Too clever Monte Carlo

One way to find the volume of a sphere would be to imagine the sphere in a box, randomly select points in the box, and count how many of these points fall inside the sphere. In principle this would work in any dimension.

The problem with naive Monte Carlo

We could write a program to estimate the volume of a high-dimensional sphere this way. But there’s a problem: very few random samples will fall in the sphere. The ratio of the volume of a sphere to the volume of a box it fits in goes to zero as the dimension increases. We might take a large number of samples and none of them fall inside the sphere. In this case we’d estimate the volume as zero. This estimate would have small absolute error, but 100% relative error.

A more clever approach

So instead of actually writing a program to randomly sample a high dimensional cube, let’s imagine that we did. Instead of doing a big Monte Carlo study, we could be clever and use theory.

Let n be our dimension. We want to draw uniform random samples from [−1, 1]n and see whether they land inside the unit sphere. So we’d draw n random samples from [−1, 1] and see whether the sum of their squares is less than or equal to 1.

Let Xi be a uniform random variable on [−1, 1]. We want to know the probability that

X1² + X2² + X3² + … + Xn² ≤ 1.

This would be an ugly calculation, but since we’re primarily interested in the case of large n, we can approximate the sum using the central limit theorem (CLT). We can show, using the transformation theorem, that each Xi² has mean 1/3 and variance 4/45. The CLT says that the sum has approximately the distribution of a normal random variable with mean n/3 and variance 4n/45.

Too clever by half

The approach above turns out to be a bad idea, though it’s not obvious why.
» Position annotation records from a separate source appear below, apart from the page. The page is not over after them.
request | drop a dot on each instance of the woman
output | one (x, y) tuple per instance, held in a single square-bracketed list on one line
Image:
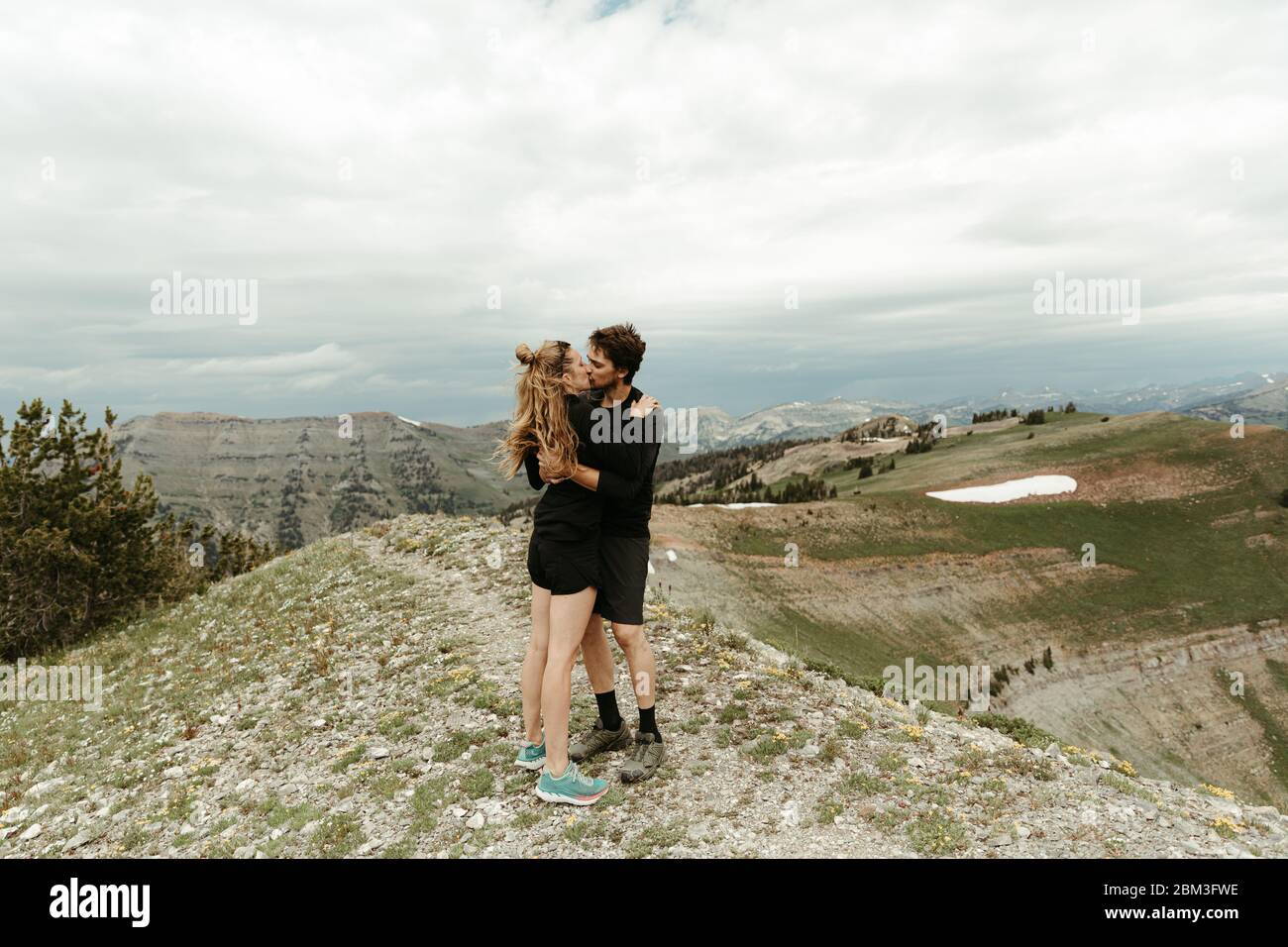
[(563, 553)]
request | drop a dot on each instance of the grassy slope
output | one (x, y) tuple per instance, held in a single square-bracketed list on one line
[(1184, 573), (890, 573)]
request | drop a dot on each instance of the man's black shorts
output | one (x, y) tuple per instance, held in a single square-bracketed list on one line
[(565, 569), (623, 574)]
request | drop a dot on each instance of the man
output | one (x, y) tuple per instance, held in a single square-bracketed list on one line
[(613, 357)]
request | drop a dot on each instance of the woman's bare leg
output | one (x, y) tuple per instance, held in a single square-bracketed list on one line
[(535, 664), (568, 617)]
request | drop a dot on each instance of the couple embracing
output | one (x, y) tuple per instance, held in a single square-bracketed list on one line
[(584, 432)]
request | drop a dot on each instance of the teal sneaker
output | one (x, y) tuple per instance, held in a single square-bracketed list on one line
[(531, 755), (571, 788)]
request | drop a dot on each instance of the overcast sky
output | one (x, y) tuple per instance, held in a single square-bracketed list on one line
[(391, 171)]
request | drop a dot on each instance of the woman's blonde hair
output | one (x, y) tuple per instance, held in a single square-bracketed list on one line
[(540, 412)]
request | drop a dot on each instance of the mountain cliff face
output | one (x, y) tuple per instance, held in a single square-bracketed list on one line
[(360, 697), (295, 479)]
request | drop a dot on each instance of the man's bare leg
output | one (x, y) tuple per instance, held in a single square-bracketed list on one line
[(639, 659), (597, 656)]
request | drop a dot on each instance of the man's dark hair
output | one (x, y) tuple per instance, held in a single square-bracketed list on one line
[(622, 346)]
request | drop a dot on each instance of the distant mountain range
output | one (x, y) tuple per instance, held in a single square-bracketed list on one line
[(294, 479)]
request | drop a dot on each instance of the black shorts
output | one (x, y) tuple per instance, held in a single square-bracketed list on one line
[(623, 570), (563, 569)]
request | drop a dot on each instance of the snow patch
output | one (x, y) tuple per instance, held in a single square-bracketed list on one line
[(1010, 489)]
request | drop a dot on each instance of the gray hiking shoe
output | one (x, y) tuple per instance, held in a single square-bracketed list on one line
[(644, 762), (597, 740)]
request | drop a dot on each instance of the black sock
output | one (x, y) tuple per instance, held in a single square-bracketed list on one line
[(608, 711), (648, 724)]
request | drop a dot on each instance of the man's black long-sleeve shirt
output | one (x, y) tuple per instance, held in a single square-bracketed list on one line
[(629, 449), (568, 512)]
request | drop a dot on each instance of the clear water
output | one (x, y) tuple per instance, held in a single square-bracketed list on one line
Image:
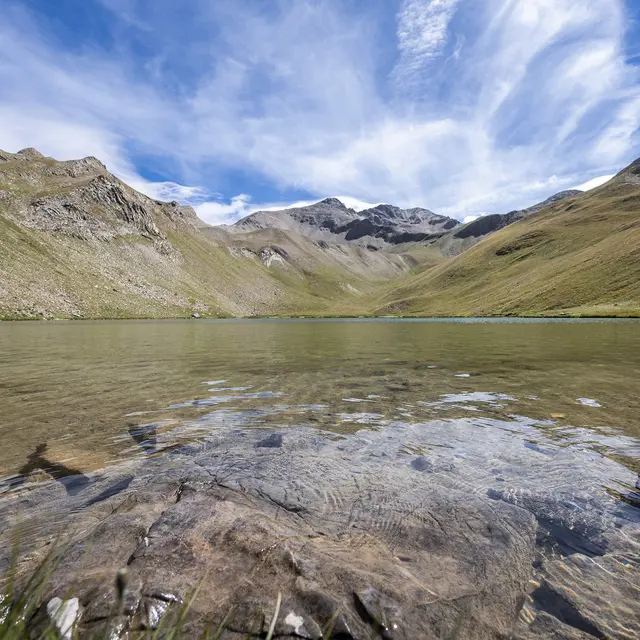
[(77, 396)]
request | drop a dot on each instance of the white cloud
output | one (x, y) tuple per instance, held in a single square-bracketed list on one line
[(168, 190), (594, 182), (224, 213), (308, 97), (240, 206), (422, 34)]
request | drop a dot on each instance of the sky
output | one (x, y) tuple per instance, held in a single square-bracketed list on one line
[(465, 107)]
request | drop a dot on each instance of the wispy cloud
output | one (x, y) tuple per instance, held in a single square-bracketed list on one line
[(422, 33), (460, 107)]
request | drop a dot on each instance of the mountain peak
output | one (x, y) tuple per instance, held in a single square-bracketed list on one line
[(334, 202), (29, 153)]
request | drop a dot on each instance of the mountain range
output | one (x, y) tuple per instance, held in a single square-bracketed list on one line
[(75, 241)]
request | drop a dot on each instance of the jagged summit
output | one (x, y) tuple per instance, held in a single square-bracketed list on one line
[(30, 153), (330, 219), (332, 202)]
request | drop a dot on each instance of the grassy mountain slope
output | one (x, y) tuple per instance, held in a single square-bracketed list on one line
[(579, 256), (77, 242)]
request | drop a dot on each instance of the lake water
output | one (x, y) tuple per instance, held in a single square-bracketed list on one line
[(76, 396)]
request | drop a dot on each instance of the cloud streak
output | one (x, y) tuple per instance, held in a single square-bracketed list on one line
[(461, 107)]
The CLT does provide a good approximation of the sum above, near the mean. But we have a sum with mean n/3, with n large, and we’re asking for the probability that the sum is less than 1. In other words, we’re asking for the probability in the tail where the CLT approximation error is a bad (relative) fit. More on this here.

This post turned out to not be about what I thought it would be about. I thought this post would lead to a asymptotic approximation for the volume of an n-dimensional sphere. I would compare the approximation to the exact value and see how well it did. Except it did terribly. So instead, this post a cautionary tale about remembering how convergence works in the CLT.